Sunday, December 22, 2024

Silicon Valley Bank, lender to world’s biggest startups, collapses

It is the second biggest bank failure in U.S. history.

U.S. regulators have shut down Silicon Valley Bank, the California-based lender to some of the biggest names in the tech world, making it the largest bank to collapse since the 2008 global financial crisis.

– A key point to note

The bank ran out of money and lost $1.8 billion in bonds on Thursday as it scrambled to raise money to pay depositors.
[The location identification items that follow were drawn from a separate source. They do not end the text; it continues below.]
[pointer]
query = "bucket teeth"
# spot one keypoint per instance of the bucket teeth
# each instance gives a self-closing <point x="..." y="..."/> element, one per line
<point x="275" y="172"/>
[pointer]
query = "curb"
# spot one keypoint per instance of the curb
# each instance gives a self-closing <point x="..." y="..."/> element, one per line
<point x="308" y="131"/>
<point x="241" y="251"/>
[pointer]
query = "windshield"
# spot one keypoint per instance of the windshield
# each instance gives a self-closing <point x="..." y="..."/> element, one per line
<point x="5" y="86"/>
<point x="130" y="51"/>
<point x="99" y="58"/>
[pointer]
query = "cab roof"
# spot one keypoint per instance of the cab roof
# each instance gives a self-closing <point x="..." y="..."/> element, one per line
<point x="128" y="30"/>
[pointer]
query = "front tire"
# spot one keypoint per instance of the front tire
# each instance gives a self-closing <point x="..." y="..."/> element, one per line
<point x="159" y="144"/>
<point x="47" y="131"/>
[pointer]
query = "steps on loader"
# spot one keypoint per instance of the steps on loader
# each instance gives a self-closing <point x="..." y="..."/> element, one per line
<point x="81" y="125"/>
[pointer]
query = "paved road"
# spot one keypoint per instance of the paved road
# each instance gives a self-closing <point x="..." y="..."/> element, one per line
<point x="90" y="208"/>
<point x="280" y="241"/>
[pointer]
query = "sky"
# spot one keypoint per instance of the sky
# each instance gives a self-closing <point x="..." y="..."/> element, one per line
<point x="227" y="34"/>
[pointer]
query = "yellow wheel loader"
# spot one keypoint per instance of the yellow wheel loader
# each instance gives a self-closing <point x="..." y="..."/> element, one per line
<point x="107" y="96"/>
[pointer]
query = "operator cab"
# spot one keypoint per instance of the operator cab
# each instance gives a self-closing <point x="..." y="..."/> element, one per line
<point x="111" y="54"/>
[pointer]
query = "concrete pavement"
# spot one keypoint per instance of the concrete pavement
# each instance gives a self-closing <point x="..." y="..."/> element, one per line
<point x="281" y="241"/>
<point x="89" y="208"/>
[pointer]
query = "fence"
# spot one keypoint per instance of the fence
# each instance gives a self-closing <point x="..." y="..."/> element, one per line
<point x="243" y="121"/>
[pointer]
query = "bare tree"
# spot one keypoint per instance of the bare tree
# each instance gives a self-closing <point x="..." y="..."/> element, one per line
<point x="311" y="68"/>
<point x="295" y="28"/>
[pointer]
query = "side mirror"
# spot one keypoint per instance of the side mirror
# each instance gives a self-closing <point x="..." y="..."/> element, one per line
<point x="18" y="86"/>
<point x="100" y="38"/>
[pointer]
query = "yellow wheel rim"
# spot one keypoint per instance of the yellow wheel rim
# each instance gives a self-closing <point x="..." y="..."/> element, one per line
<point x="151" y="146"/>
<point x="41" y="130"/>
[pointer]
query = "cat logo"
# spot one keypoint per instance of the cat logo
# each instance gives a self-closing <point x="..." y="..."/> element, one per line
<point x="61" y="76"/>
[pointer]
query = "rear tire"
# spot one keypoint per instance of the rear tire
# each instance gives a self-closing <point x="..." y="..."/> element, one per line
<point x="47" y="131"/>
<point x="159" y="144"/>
The rush by investors to pull money away from what seemed a developing crisis dragged the bank’s shares 60% down on Friday.

– Learn more

Authorities quickly appointed the Federal Deposit Insurance Corporation (FDIC) as receiver in a bid to protect nearly $175 billion of depositors’ money, including funds belonging to some of the biggest names in the startup world.

The receiver created a new bank, the National Bank of Santa Clara, to hold the deposits and other assets of the failed one.

The regulator said in a statement that the new entity would be operating by Monday and that cheques issued by the old bank would continue to clear.

Things may not be that easy for customers with deposits over $250,000. That so because the amount is the maximum covered by F.D.I.C. insurance.

Customers with those figures would be given certificates for their uninsured funds. That means they would be paid when the receiver recovers the bank’s funds. The amount paid may not be complete.

United States Secretary of the Treasury Janet Yellen released a statement saying expressing “full confidence in banking regulators to take appropriate actions in response and noted that the banking system remains resilient and regulators have effective tools to address this type of event.”

In response, publicly traded lenders that finance startup companies saw their shares drop on Friday, after the collapse raised concerns over access to funding for some tech firms.

“While we don’t believe that the failure of Silicon Valley Bank is likely to start off an immediate round of credit issues at venture debt BDCs, we do think this is a symptom of the lack of funding coming from the VC universe,” Bloomberg quoted Casey Alexander, an analyst at Compass Point Research & Trading, as saying.

Eventually this will lead to “defaults and failures in the venture debt universe to an extent the industry has never seen.”